Baloch are the only people who can be effective in protecting their territories and what is buried in it. Claimed to be in the interest of the people of Balochistan, exploration of natural gas and its commercial marketing is only one activity that has been undertaken in their area. The reserves of the existing wells, as is being said, are likely to last only about fifteen to twenty years more unless new discoveries are made.
The irony is that the local people continue to see their wealth being used by others. The denial of benefits has brought them frustration. By not extending benefits of the commercial marketing of the gas to the local population, the explorers have deepened the sense of deprivation and feelings of being cheated and ignored. Discontent and turmoil and a desire among the Baloch to exploit their hidden wealth to their own advantage persists.
More than ninety percent Baloch live on arid land. They have never been out of their villages and have only seen the sun rising from behind the nearby hills in the east and setting in the nearby hills in the west in their villages.
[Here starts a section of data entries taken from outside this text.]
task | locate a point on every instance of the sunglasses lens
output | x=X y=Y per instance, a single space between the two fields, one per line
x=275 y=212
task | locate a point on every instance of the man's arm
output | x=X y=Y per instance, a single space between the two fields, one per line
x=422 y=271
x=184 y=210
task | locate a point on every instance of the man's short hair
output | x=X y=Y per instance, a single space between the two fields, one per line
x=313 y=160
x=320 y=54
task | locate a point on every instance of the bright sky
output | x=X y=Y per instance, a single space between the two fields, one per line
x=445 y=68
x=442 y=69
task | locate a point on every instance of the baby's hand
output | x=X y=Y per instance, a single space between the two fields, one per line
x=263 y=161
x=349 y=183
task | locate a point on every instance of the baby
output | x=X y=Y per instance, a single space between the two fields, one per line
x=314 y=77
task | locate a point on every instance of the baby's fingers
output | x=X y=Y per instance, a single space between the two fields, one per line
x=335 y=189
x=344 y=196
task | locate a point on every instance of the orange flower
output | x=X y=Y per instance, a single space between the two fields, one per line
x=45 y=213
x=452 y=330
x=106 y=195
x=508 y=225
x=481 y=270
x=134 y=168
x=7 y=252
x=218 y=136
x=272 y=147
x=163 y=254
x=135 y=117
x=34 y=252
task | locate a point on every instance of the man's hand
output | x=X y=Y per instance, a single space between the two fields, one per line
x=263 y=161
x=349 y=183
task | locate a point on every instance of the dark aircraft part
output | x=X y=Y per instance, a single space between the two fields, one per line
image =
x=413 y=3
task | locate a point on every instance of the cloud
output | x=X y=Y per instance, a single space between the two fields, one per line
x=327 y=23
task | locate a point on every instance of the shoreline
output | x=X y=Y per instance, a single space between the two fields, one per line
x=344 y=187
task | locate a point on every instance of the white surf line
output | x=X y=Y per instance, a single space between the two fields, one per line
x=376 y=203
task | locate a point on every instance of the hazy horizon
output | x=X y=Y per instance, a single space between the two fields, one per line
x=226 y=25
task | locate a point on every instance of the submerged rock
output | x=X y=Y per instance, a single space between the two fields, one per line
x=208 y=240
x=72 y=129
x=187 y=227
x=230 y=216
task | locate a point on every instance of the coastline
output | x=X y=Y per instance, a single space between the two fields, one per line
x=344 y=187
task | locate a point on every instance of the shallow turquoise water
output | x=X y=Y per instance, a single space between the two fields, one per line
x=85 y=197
The sun tells them - wake up to work and go to bed to wake up again to work even harder as you have to earn a loaf of bread for yourself and your family - this is your life and poverty is your fate.
FIRST: This perception of fate and poverty needs to be changed through the process of dialogue with true representatives of the people of Balochistan and not with the people collected by the military and civil bureaucracy.
SECOND: It is also time to avoid challenging the remaining cohorts of the 'farari camps'. Rather it is time to work for their rehabilitation. These two initial steps seem to be the means to save Balochistan from ceaseless unrest. No one other than a Baloch knows how to protect his land, its geographical boundaries and the wealth hidden underneath his land of Balochistan.